Please give an example of a continuous function $f:\mathbb{R}^2\rightarrow \mathbb{R}$ all of whose directional derivatives exist, so for every $\mathbf{v}\in\mathbb{R}^2$ $$df_{\mathbf{x}}(\mathbf{v})=\lim\limits_{t\to 0}\frac{f(\mathbf{x}+t\mathbf{v})-f(\mathbf{x})}{t}$$ exists, however $f$ is not differentiable, say at $(0,0)$.

Answer 1

For instance, $$f(x,y)=\begin{cases}\sqrt{x^2+y^2}\exp\frac{x^4}{(y-3x^2)(y-x^2)}&\text{if }x>0\wedge x^2<y<3x^2\\ 0&\text{otherwise}\end{cases}$$

This function is continuous, because in the aforementioned domain $0\le \exp\frac{x^4}{(y-3x^2)(y-x^2)}\le e^{-1}$.

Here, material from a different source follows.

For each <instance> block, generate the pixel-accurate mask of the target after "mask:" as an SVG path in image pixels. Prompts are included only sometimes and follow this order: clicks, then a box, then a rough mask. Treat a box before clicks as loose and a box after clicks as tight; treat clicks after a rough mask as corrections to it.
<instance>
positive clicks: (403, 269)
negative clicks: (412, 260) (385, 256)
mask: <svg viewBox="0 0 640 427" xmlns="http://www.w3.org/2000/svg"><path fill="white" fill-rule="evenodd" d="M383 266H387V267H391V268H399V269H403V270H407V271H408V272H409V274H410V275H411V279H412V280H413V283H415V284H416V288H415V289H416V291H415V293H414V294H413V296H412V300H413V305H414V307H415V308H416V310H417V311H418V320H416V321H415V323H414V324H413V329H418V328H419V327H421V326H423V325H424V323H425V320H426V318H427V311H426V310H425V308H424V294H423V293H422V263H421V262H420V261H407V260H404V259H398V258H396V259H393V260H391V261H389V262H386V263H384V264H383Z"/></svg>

The region $\{f\ne 0\}$ intersects each line through the origin outside of a neighbourhood of $(0,0)$, so $\partial_vf(0)=0$ for all $v$. However, $\limsup_{(x,y)\to0}\frac{f(x,y)}{\sqrt{x^2+y^2}}\ge \lim_{x\to 0}\exp\frac{x^4}{(2x^2-3x^2)(2x^2-x^2)}=e^{-1}$ .

Answer 2

When $f((r\cos\ t,r\sin\ t)) = r \sin\ (2t)$ where $r>0$ and $0\leq t<2\pi$ and $f(0,0)=0$, then $$ df\ (\cos\ t,\sin\ t)=\lim_r\ \frac{ f((r\cos\ t,r\sin\ t)) -0 }{r} =\sin\ (2t) $$

Hence all directional derivatives exist. Here assume that $f$ is differentiable So $$ df\ -(\cos\ t,\sin\ t) =df\ (\cos\ (\pi +t),\sin\ (\pi+t)) =\sin\ (2t)=df\ (\cos\ t,\sin\ t)$$

which is a contradiction. Hence $f$ is not differentiable.